Oggi, uno degli aspetti meno discussi del Proclama di Emancipazione è se esso abbia dato luogo a un diritto di appropriazione. Il Proclama fu emanato sotto i poteri di guerra di Lincoln, per cui egli sequestrò le proprietà (schiavi) negli stati ribelli, e poi li emancipò. Apparentemente, molti sudisti cercarono di sollevare rivendicazioni di esproprio contro il governo federale. Richieste simili furono presentate dopo la ratifica del 13° emendamento. All’epoca, il Congresso stimò che il costo per compensare i proprietari di schiavi emancipati era tra 1,6 e 2 miliardi di dollari, circa la metà del valore totale di tutte le proprietà (reali e personali) nel sud.

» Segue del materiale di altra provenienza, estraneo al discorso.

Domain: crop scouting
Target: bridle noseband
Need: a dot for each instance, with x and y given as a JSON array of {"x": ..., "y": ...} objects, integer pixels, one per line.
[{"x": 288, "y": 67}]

La sezione 1 del 14° emendamento avrebbe reso tutti gli schiavi nati o naturalizzati negli Stati Uniti in cittadini degli Stati Uniti, e dello stato in cui risiedevano. Questo annullerebbe Dred Scott, e vizierebbe qualsiasi pretesa che gli schiavi possano ancora essere tenuti come proprietà. Ma che dire di tutte le rivendicazioni in sospeso risultanti dalla Proclamazione di Emancipazione, o dal 13° Emendamento?
In risposta diretta a questa preoccupazione, gli autori del 14° Emendamento hanno aggiunto questa frase alla fine della Sezione 4.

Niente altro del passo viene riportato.